Paolo Conticini guarda la tv?
Poco. Guardo spesso le serie televisive, prima guardo più spesso la televisione, adesso anche un po' per pigrizia la guardo sempre meno.
È indicativo che chi fa tv sia restio a guardarla, forse anche il pubblico vuole prendere le distanze da certe cose che passano in televisione?
Assolutamente. Tra social e televisione credo che il contatto con la realtà sia sempre più in bilico.
Credi che i social diano ancora un'immagine distorta della realtà?
Sui social vedi esclusivamente ricchezza, bellezza, bottiglie di champagne che si stappano, barche, macchine, gioielli, ma in giro c'è tanta povertà, tanto scontento. Tanta violenza. Spero che le persone riescano a tornare con i piedi per terra, con la consapevolezza che la vita vera non è questa.
Nonostante tu faccia un mestiere che ti porti a vedere una realtà a suo modo edulcorata, sei ben ancorato al terreno.

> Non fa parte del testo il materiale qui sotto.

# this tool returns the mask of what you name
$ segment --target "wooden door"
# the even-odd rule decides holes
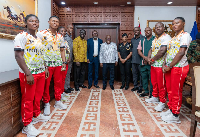
[[[81,29],[86,30],[86,36],[85,40],[92,38],[92,31],[96,30],[98,32],[98,37],[105,42],[106,35],[111,36],[111,41],[116,43],[117,45],[119,44],[119,24],[74,24],[75,28],[75,35],[74,37],[79,36],[79,32]],[[119,65],[115,67],[115,80],[120,80],[120,70],[119,70]],[[94,76],[94,73],[93,73]],[[86,79],[88,78],[88,66],[86,70]],[[103,79],[102,75],[102,68],[99,69],[99,80]],[[109,79],[109,73],[108,73],[108,79]]]

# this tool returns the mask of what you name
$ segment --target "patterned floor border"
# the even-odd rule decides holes
[[[121,137],[143,137],[121,89],[112,90]]]
[[[180,114],[191,122],[191,109],[185,105],[181,106]],[[200,123],[197,123],[197,128],[200,129]]]
[[[91,90],[77,137],[99,137],[102,89]]]
[[[80,92],[81,89],[80,91],[72,91],[72,93],[68,94],[68,100],[64,102],[64,104],[67,105],[66,110],[60,110],[55,108],[52,111],[50,115],[51,119],[48,122],[44,122],[39,127],[38,130],[41,132],[39,137],[54,137],[56,135]]]
[[[161,120],[160,112],[156,112],[154,108],[156,107],[157,103],[146,103],[145,98],[140,98],[136,92],[134,92],[136,97],[139,99],[141,104],[147,110],[149,115],[152,117],[156,125],[160,128],[161,132],[165,137],[187,137],[176,124],[173,123],[165,123]]]

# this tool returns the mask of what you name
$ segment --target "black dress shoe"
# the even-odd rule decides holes
[[[75,87],[75,90],[76,90],[76,91],[80,91],[79,87]]]
[[[126,87],[125,87],[125,90],[128,90],[128,89],[129,89],[129,86],[126,86]]]
[[[145,97],[145,96],[148,96],[149,95],[149,93],[142,93],[142,94],[140,94],[140,97]]]
[[[69,89],[69,90],[71,90],[71,91],[74,91],[74,89],[73,89],[73,88],[71,88],[71,87],[69,87],[68,89]]]
[[[88,89],[90,89],[91,87],[92,87],[92,85],[89,85],[89,86],[88,86]]]
[[[64,92],[65,93],[71,93],[71,90],[68,88],[67,90],[66,89],[64,89]]]
[[[85,85],[81,85],[80,87],[82,87],[82,88],[87,88]]]
[[[99,87],[99,86],[97,86],[97,85],[94,85],[94,87],[95,87],[95,88],[100,88],[100,87]]]
[[[139,90],[137,91],[137,93],[142,93],[142,89],[139,89]]]
[[[132,88],[131,91],[136,91],[138,90],[138,87]]]
[[[110,86],[110,88],[111,88],[112,90],[114,90],[114,87],[113,87],[113,85],[111,85],[111,86]]]
[[[120,89],[123,89],[125,86],[124,85],[122,85],[121,87],[120,87]]]

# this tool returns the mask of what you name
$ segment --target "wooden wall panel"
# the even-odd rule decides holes
[[[59,7],[53,2],[53,13],[58,13],[60,26],[67,27],[73,23],[120,23],[120,37],[129,33],[133,37],[134,6],[71,6]],[[58,9],[58,11],[57,11]],[[121,40],[120,40],[121,42]]]

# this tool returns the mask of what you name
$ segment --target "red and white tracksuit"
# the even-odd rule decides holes
[[[153,97],[159,97],[160,102],[166,102],[167,90],[165,87],[164,73],[161,67],[151,66],[151,83],[153,86]]]
[[[26,75],[19,72],[21,86],[21,116],[24,126],[31,123],[33,116],[37,117],[40,114],[40,100],[44,92],[45,72],[32,74],[34,84],[29,85],[26,81]]]
[[[64,92],[65,78],[67,76],[67,70],[68,70],[68,64],[66,65],[66,70],[62,71],[62,90],[61,90],[61,94]]]
[[[54,95],[55,100],[59,101],[61,99],[62,92],[62,66],[57,67],[48,67],[49,77],[45,80],[44,94],[43,94],[43,102],[49,103],[50,95],[49,95],[49,86],[51,82],[52,76],[54,77]]]
[[[165,74],[168,92],[168,107],[173,114],[179,114],[182,105],[182,91],[185,78],[189,71],[189,65],[185,67],[173,67]]]

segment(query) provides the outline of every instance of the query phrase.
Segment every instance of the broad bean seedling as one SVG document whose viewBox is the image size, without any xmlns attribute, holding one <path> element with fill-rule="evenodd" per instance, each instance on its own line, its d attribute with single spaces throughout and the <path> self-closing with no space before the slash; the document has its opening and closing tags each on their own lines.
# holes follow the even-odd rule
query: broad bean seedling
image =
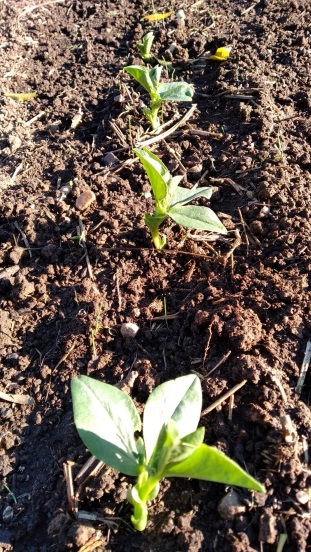
<svg viewBox="0 0 311 552">
<path fill-rule="evenodd" d="M 150 105 L 143 108 L 143 113 L 153 130 L 160 126 L 158 116 L 163 102 L 191 102 L 193 86 L 187 82 L 160 83 L 163 67 L 156 65 L 152 69 L 140 65 L 129 65 L 124 71 L 129 73 L 149 94 Z"/>
<path fill-rule="evenodd" d="M 162 249 L 166 237 L 159 234 L 159 226 L 170 217 L 174 222 L 185 228 L 208 230 L 226 234 L 227 230 L 217 215 L 209 207 L 187 205 L 194 199 L 212 195 L 211 187 L 189 190 L 179 186 L 182 176 L 172 176 L 162 161 L 146 148 L 134 149 L 140 159 L 150 181 L 155 199 L 154 212 L 145 215 L 144 221 L 148 226 L 156 249 Z"/>
<path fill-rule="evenodd" d="M 203 443 L 199 427 L 200 380 L 189 374 L 159 385 L 149 396 L 141 419 L 132 399 L 116 387 L 79 376 L 71 382 L 74 421 L 79 435 L 107 466 L 136 477 L 128 491 L 132 524 L 143 531 L 148 501 L 165 477 L 192 477 L 264 492 L 264 487 L 233 460 Z"/>
</svg>

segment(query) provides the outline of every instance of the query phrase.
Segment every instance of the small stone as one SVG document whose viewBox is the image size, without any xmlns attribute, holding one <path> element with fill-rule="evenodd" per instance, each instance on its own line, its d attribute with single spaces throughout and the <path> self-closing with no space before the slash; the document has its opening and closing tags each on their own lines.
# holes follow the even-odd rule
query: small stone
<svg viewBox="0 0 311 552">
<path fill-rule="evenodd" d="M 114 153 L 112 153 L 112 151 L 110 151 L 106 153 L 106 155 L 104 155 L 103 163 L 105 167 L 109 167 L 109 165 L 115 165 L 116 163 L 120 163 L 120 161 L 117 158 L 117 156 Z"/>
<path fill-rule="evenodd" d="M 121 326 L 122 337 L 135 337 L 139 330 L 139 326 L 133 322 L 125 322 Z"/>
<path fill-rule="evenodd" d="M 0 529 L 0 549 L 1 547 L 3 550 L 13 550 L 11 545 L 11 535 L 8 531 L 5 529 Z"/>
<path fill-rule="evenodd" d="M 246 506 L 241 503 L 236 492 L 230 491 L 218 503 L 217 511 L 222 519 L 231 520 L 238 514 L 244 514 Z"/>
<path fill-rule="evenodd" d="M 176 19 L 186 19 L 186 15 L 185 15 L 184 10 L 177 10 L 177 12 L 175 13 L 175 18 Z"/>
<path fill-rule="evenodd" d="M 90 540 L 95 532 L 96 530 L 89 522 L 85 521 L 81 523 L 80 521 L 74 521 L 67 536 L 68 539 L 75 544 L 75 546 L 81 548 Z"/>
<path fill-rule="evenodd" d="M 13 515 L 14 512 L 12 506 L 6 506 L 2 512 L 2 519 L 4 522 L 11 521 L 11 519 L 13 519 Z"/>
<path fill-rule="evenodd" d="M 9 259 L 14 263 L 15 265 L 18 265 L 23 254 L 24 254 L 24 248 L 23 247 L 14 247 L 12 251 L 9 253 Z"/>
<path fill-rule="evenodd" d="M 94 192 L 92 192 L 92 190 L 85 190 L 77 197 L 76 208 L 79 209 L 79 211 L 85 211 L 95 200 L 96 196 Z"/>
<path fill-rule="evenodd" d="M 310 497 L 305 491 L 298 491 L 296 493 L 296 499 L 300 502 L 300 504 L 308 504 Z"/>
<path fill-rule="evenodd" d="M 14 366 L 15 364 L 17 364 L 18 359 L 19 359 L 18 353 L 10 353 L 5 357 L 5 362 L 7 364 L 10 364 L 10 366 Z"/>
<path fill-rule="evenodd" d="M 113 100 L 116 102 L 116 103 L 123 103 L 125 101 L 125 97 L 123 96 L 123 94 L 118 94 L 117 96 L 115 96 L 113 98 Z"/>
<path fill-rule="evenodd" d="M 276 518 L 270 511 L 267 511 L 260 516 L 258 540 L 268 544 L 274 544 L 277 540 L 277 536 Z"/>
<path fill-rule="evenodd" d="M 196 325 L 199 326 L 199 328 L 202 326 L 207 326 L 209 322 L 209 313 L 202 310 L 197 311 L 194 317 L 194 321 Z"/>
</svg>

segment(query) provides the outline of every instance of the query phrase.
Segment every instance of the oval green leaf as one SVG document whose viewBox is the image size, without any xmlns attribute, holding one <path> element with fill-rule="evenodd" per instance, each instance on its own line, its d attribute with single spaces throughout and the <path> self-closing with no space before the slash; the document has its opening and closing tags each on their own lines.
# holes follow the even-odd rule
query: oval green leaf
<svg viewBox="0 0 311 552">
<path fill-rule="evenodd" d="M 193 477 L 265 492 L 261 483 L 248 475 L 234 460 L 204 443 L 184 461 L 167 466 L 163 477 Z"/>
<path fill-rule="evenodd" d="M 165 82 L 157 92 L 165 102 L 192 102 L 193 87 L 187 82 Z"/>
<path fill-rule="evenodd" d="M 185 228 L 227 234 L 225 226 L 216 213 L 208 207 L 176 205 L 169 209 L 168 214 L 177 224 Z"/>
<path fill-rule="evenodd" d="M 211 186 L 197 188 L 195 190 L 189 190 L 188 188 L 182 188 L 181 186 L 178 186 L 178 188 L 175 190 L 173 198 L 171 199 L 170 208 L 174 207 L 175 205 L 185 205 L 186 203 L 190 203 L 190 201 L 198 199 L 199 197 L 210 199 L 212 193 L 213 188 Z"/>
<path fill-rule="evenodd" d="M 202 391 L 197 376 L 189 374 L 156 387 L 149 396 L 143 416 L 146 460 L 154 453 L 163 428 L 174 420 L 179 439 L 198 427 L 202 408 Z"/>
<path fill-rule="evenodd" d="M 171 179 L 170 172 L 161 159 L 146 148 L 135 148 L 133 151 L 147 173 L 155 200 L 162 201 L 167 196 L 167 185 Z"/>
<path fill-rule="evenodd" d="M 87 376 L 71 381 L 74 421 L 89 451 L 125 475 L 138 475 L 135 431 L 141 420 L 132 399 L 116 387 Z"/>
<path fill-rule="evenodd" d="M 141 67 L 140 65 L 129 65 L 124 67 L 124 71 L 131 75 L 139 84 L 142 86 L 148 94 L 153 94 L 155 92 L 154 83 L 150 79 L 149 70 L 146 67 Z"/>
</svg>

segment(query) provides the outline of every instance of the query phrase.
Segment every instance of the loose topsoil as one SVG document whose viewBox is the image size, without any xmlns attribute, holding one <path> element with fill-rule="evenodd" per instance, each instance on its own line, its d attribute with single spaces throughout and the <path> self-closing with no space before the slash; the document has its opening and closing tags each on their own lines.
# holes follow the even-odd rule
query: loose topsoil
<svg viewBox="0 0 311 552">
<path fill-rule="evenodd" d="M 281 535 L 286 552 L 311 549 L 310 371 L 297 390 L 310 339 L 308 0 L 156 1 L 185 20 L 154 23 L 141 21 L 147 0 L 0 8 L 2 92 L 37 93 L 0 100 L 1 391 L 33 399 L 0 401 L 0 550 L 270 552 Z M 171 63 L 164 78 L 191 82 L 196 104 L 152 151 L 184 186 L 213 187 L 228 229 L 168 221 L 162 252 L 130 148 L 150 133 L 146 97 L 122 71 L 142 63 L 135 44 L 150 29 L 156 58 Z M 229 59 L 209 60 L 220 46 L 232 46 Z M 165 105 L 163 122 L 190 107 Z M 86 189 L 96 201 L 81 211 Z M 124 322 L 136 338 L 121 336 Z M 205 442 L 267 493 L 165 480 L 138 533 L 125 500 L 133 481 L 104 466 L 70 512 L 63 464 L 75 477 L 90 458 L 71 378 L 119 385 L 142 410 L 156 385 L 191 370 L 204 408 L 246 380 L 201 422 Z"/>
</svg>

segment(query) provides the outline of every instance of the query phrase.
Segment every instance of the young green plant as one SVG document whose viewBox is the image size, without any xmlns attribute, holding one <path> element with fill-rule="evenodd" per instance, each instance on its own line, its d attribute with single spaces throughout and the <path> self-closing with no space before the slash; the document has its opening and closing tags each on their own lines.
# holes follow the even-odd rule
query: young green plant
<svg viewBox="0 0 311 552">
<path fill-rule="evenodd" d="M 74 421 L 91 454 L 136 483 L 128 491 L 131 521 L 143 531 L 148 501 L 165 477 L 193 477 L 265 492 L 238 464 L 203 443 L 199 427 L 200 380 L 189 374 L 159 385 L 149 396 L 141 420 L 132 399 L 116 387 L 79 376 L 71 382 Z"/>
<path fill-rule="evenodd" d="M 168 217 L 185 228 L 227 233 L 224 225 L 209 207 L 187 205 L 199 197 L 210 199 L 211 187 L 195 190 L 182 188 L 178 185 L 182 176 L 172 176 L 154 153 L 146 148 L 134 149 L 134 152 L 147 173 L 155 200 L 154 212 L 145 215 L 144 221 L 151 232 L 156 249 L 162 249 L 166 244 L 166 237 L 160 235 L 159 227 Z"/>
<path fill-rule="evenodd" d="M 149 61 L 153 59 L 153 55 L 151 54 L 153 41 L 154 32 L 149 31 L 142 37 L 141 42 L 136 43 L 136 47 L 140 53 L 140 56 L 146 63 L 149 63 Z"/>
<path fill-rule="evenodd" d="M 124 71 L 129 73 L 149 94 L 150 105 L 143 108 L 143 113 L 153 130 L 160 126 L 158 116 L 163 102 L 191 102 L 193 87 L 187 82 L 160 83 L 163 67 L 156 65 L 152 69 L 140 65 L 129 65 Z"/>
</svg>

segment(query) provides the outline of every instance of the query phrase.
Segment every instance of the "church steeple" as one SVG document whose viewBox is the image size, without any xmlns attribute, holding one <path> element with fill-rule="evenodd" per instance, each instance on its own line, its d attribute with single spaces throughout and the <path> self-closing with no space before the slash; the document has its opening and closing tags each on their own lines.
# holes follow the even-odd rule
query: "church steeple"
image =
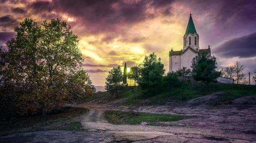
<svg viewBox="0 0 256 143">
<path fill-rule="evenodd" d="M 199 35 L 195 30 L 191 14 L 183 38 L 184 46 L 183 50 L 185 50 L 188 47 L 192 48 L 195 51 L 197 49 L 199 49 Z"/>
<path fill-rule="evenodd" d="M 190 17 L 189 17 L 189 23 L 188 23 L 188 26 L 187 26 L 187 29 L 186 31 L 186 34 L 188 34 L 190 33 L 193 34 L 194 33 L 196 33 L 196 31 L 195 30 L 195 28 L 193 22 L 193 20 L 192 19 L 192 17 L 191 14 L 190 14 Z"/>
</svg>

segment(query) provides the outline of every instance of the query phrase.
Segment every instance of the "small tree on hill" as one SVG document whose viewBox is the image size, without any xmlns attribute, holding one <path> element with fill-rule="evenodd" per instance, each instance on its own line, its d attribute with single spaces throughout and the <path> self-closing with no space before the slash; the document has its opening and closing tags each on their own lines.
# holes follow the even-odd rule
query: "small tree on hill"
<svg viewBox="0 0 256 143">
<path fill-rule="evenodd" d="M 253 76 L 253 80 L 255 82 L 255 85 L 256 85 L 256 70 L 253 71 L 255 73 L 255 75 Z"/>
<path fill-rule="evenodd" d="M 237 84 L 239 82 L 239 81 L 245 79 L 245 73 L 243 73 L 245 66 L 240 62 L 236 62 L 234 65 L 236 76 L 236 77 L 235 81 L 236 81 Z"/>
<path fill-rule="evenodd" d="M 136 81 L 138 81 L 140 76 L 140 65 L 135 65 L 130 69 L 130 72 L 128 73 L 128 79 L 130 80 L 134 81 L 134 85 L 136 86 Z"/>
<path fill-rule="evenodd" d="M 168 73 L 162 78 L 162 85 L 163 88 L 167 90 L 169 92 L 169 95 L 171 95 L 172 88 L 180 87 L 181 85 L 181 83 L 176 73 Z"/>
<path fill-rule="evenodd" d="M 236 71 L 234 66 L 225 67 L 222 73 L 223 76 L 227 78 L 234 79 L 236 76 Z"/>
<path fill-rule="evenodd" d="M 124 67 L 124 73 L 123 74 L 123 83 L 125 85 L 127 84 L 127 67 L 126 67 L 126 63 L 125 64 Z"/>
<path fill-rule="evenodd" d="M 154 53 L 145 56 L 142 64 L 141 77 L 139 85 L 143 90 L 146 90 L 147 94 L 154 94 L 160 91 L 161 79 L 165 71 L 160 58 L 157 58 Z"/>
<path fill-rule="evenodd" d="M 122 70 L 119 66 L 113 67 L 108 71 L 106 78 L 105 89 L 109 91 L 115 91 L 116 97 L 118 97 L 118 90 L 120 87 L 120 82 L 122 80 Z"/>
<path fill-rule="evenodd" d="M 203 52 L 193 58 L 192 75 L 196 81 L 201 81 L 207 84 L 209 91 L 209 83 L 216 82 L 221 73 L 217 70 L 216 58 Z"/>
<path fill-rule="evenodd" d="M 182 78 L 182 81 L 184 81 L 184 77 L 189 75 L 191 73 L 191 70 L 187 69 L 186 67 L 183 67 L 182 68 L 178 69 L 176 73 L 178 76 Z"/>
</svg>

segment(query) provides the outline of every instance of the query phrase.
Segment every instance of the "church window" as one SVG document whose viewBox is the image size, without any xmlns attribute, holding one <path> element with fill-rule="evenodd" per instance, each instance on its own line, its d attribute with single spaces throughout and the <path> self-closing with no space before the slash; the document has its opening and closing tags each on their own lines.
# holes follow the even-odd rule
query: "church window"
<svg viewBox="0 0 256 143">
<path fill-rule="evenodd" d="M 190 37 L 189 38 L 189 46 L 191 45 L 191 37 Z"/>
</svg>

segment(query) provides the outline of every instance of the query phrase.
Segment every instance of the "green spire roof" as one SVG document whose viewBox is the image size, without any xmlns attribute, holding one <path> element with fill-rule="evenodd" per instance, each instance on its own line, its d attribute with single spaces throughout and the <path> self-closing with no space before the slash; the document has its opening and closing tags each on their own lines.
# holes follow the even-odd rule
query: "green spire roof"
<svg viewBox="0 0 256 143">
<path fill-rule="evenodd" d="M 193 22 L 193 20 L 192 19 L 192 17 L 191 17 L 191 14 L 190 14 L 190 17 L 189 17 L 189 23 L 188 23 L 188 26 L 187 27 L 187 29 L 186 31 L 186 34 L 188 34 L 189 33 L 194 34 L 196 33 L 195 30 L 195 25 Z"/>
</svg>

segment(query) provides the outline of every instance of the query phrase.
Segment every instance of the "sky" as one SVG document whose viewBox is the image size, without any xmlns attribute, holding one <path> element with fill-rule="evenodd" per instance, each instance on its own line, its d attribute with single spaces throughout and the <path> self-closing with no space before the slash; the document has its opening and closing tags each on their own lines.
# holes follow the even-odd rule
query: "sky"
<svg viewBox="0 0 256 143">
<path fill-rule="evenodd" d="M 141 63 L 155 52 L 169 71 L 169 52 L 183 48 L 189 14 L 200 49 L 210 45 L 220 68 L 239 61 L 256 69 L 256 0 L 0 0 L 0 45 L 25 18 L 38 24 L 59 18 L 78 36 L 83 68 L 104 86 L 113 67 Z M 251 76 L 251 78 L 252 76 Z"/>
</svg>

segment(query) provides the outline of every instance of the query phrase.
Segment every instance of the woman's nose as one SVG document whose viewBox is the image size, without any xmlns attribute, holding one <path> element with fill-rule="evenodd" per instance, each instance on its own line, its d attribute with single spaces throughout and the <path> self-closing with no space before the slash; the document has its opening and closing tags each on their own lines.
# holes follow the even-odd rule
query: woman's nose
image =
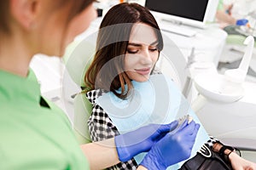
<svg viewBox="0 0 256 170">
<path fill-rule="evenodd" d="M 147 50 L 143 50 L 143 53 L 142 54 L 142 63 L 143 65 L 151 65 L 152 64 L 152 58 L 151 55 L 149 54 L 149 51 Z"/>
</svg>

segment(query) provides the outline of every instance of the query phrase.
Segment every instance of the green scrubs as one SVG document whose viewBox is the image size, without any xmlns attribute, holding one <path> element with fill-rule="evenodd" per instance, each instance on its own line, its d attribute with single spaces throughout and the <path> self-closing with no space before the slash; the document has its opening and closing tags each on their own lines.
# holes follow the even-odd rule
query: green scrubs
<svg viewBox="0 0 256 170">
<path fill-rule="evenodd" d="M 0 169 L 89 169 L 67 116 L 40 105 L 34 73 L 26 78 L 0 71 Z"/>
</svg>

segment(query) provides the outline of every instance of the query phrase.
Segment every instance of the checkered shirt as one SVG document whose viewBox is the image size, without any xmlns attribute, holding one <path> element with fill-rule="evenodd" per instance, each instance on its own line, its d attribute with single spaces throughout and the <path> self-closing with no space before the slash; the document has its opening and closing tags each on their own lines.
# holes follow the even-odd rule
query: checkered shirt
<svg viewBox="0 0 256 170">
<path fill-rule="evenodd" d="M 91 90 L 86 93 L 87 99 L 93 105 L 91 116 L 88 120 L 88 128 L 90 139 L 94 142 L 111 139 L 119 134 L 108 114 L 95 102 L 95 100 L 102 95 L 103 93 L 104 92 L 100 89 Z M 119 162 L 108 169 L 135 170 L 137 167 L 137 164 L 136 161 L 131 159 L 125 162 Z"/>
<path fill-rule="evenodd" d="M 102 95 L 104 91 L 101 89 L 91 90 L 86 93 L 86 97 L 92 104 L 91 116 L 88 120 L 88 128 L 92 141 L 102 141 L 107 139 L 113 138 L 119 134 L 117 128 L 112 122 L 110 117 L 105 112 L 105 110 L 98 105 L 95 100 Z M 207 144 L 211 148 L 213 144 L 218 142 L 218 139 L 213 137 L 210 137 L 210 139 L 207 142 Z M 118 163 L 108 169 L 137 169 L 137 164 L 134 159 L 131 159 L 126 162 Z"/>
</svg>

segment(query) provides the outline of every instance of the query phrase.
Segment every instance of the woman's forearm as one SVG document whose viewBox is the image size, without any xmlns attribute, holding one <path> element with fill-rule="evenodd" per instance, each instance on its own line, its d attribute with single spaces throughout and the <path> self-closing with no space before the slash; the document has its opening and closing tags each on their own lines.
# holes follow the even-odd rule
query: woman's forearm
<svg viewBox="0 0 256 170">
<path fill-rule="evenodd" d="M 114 139 L 80 145 L 90 169 L 104 169 L 119 162 Z"/>
</svg>

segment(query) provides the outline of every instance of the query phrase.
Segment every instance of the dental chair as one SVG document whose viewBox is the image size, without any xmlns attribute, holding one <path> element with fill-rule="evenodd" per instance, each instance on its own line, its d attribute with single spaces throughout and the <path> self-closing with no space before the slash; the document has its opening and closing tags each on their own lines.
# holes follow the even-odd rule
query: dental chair
<svg viewBox="0 0 256 170">
<path fill-rule="evenodd" d="M 187 62 L 178 48 L 163 35 L 165 47 L 161 52 L 157 67 L 160 71 L 168 75 L 176 82 L 177 86 L 183 90 L 185 86 L 187 72 Z M 63 94 L 67 101 L 73 105 L 70 109 L 69 116 L 73 122 L 74 133 L 79 144 L 91 142 L 87 127 L 87 121 L 91 113 L 92 105 L 85 97 L 84 94 L 80 94 L 85 88 L 84 76 L 95 54 L 95 44 L 96 33 L 91 34 L 85 38 L 75 40 L 67 48 L 63 56 L 67 70 L 63 76 Z M 172 59 L 167 55 L 172 54 Z M 67 109 L 68 110 L 68 109 Z"/>
<path fill-rule="evenodd" d="M 91 42 L 94 41 L 88 41 L 88 39 L 74 41 L 67 47 L 63 57 L 67 68 L 63 76 L 63 82 L 66 83 L 63 86 L 63 94 L 65 94 L 65 99 L 73 105 L 73 111 L 70 111 L 71 122 L 80 144 L 91 142 L 87 121 L 90 116 L 92 105 L 81 91 L 86 88 L 84 76 L 94 57 L 95 45 Z M 72 86 L 73 82 L 75 85 Z"/>
</svg>

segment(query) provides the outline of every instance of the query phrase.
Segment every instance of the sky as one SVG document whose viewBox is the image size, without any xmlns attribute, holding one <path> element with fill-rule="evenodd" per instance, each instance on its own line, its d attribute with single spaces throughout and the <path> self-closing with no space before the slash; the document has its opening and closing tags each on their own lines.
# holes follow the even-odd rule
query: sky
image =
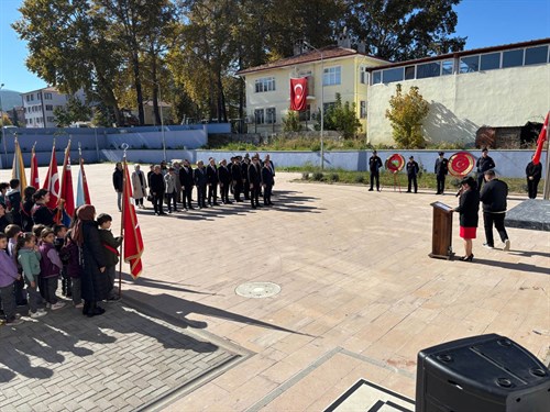
<svg viewBox="0 0 550 412">
<path fill-rule="evenodd" d="M 0 0 L 0 83 L 20 92 L 47 85 L 25 66 L 25 43 L 11 29 L 23 0 Z M 550 37 L 550 0 L 462 0 L 457 35 L 468 37 L 465 49 Z"/>
</svg>

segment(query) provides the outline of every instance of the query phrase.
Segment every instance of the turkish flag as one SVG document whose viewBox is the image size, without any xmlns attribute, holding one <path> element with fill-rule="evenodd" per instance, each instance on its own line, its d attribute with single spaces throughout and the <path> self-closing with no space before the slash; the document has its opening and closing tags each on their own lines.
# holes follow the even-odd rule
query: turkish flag
<svg viewBox="0 0 550 412">
<path fill-rule="evenodd" d="M 140 223 L 135 214 L 132 201 L 132 181 L 124 160 L 124 190 L 122 192 L 122 224 L 124 233 L 124 261 L 130 264 L 130 274 L 135 279 L 140 276 L 143 266 L 141 255 L 143 254 L 143 238 L 141 236 Z"/>
<path fill-rule="evenodd" d="M 34 153 L 34 146 L 31 155 L 31 185 L 36 190 L 40 189 L 40 179 L 38 179 L 38 160 L 36 159 L 36 153 Z"/>
<path fill-rule="evenodd" d="M 537 151 L 535 151 L 535 156 L 532 156 L 532 164 L 538 165 L 540 163 L 540 155 L 542 155 L 542 146 L 548 138 L 548 116 L 550 112 L 547 113 L 544 119 L 544 124 L 542 124 L 542 130 L 540 131 L 539 138 L 537 141 Z"/>
<path fill-rule="evenodd" d="M 42 189 L 50 191 L 50 202 L 46 204 L 50 209 L 57 208 L 59 201 L 59 174 L 57 174 L 57 159 L 55 158 L 55 145 L 52 147 L 52 158 L 47 169 L 46 180 Z"/>
<path fill-rule="evenodd" d="M 307 110 L 308 78 L 290 79 L 290 110 Z"/>
</svg>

Certo, le persone che fanno il mio lavoro sono tra le più vulnerabili, potrebbero cadere per prime se non piantano bene i piedi a terra. Tanti personaggi dopo un applauso pensano di aver raggiunto chissà cosa, ma non è così, oggi la gente ti applaude, domani no. È un attimo. Ce ne sono centomila di Paolo Conticini che possono sostituirti con uno schiocco di dita. Siamo tutti sostituibili e bisogna esserne consapevoli.
Su cosa hai lavorato per fare i conti con questa cosa?
Credo di aver avuto sempre questa percezione di essere stato sempre coi piedi per terra, questo lo devo a mio padre e mia madre. Vengo da una famiglia molto semplice, dove era difficilissimo arrivare a fine mese, quindi tutto quello che ho guadagnato, ho costruito, ho sempre cercato di conservarlo, non sprecarlo, cerco di dargli un peso.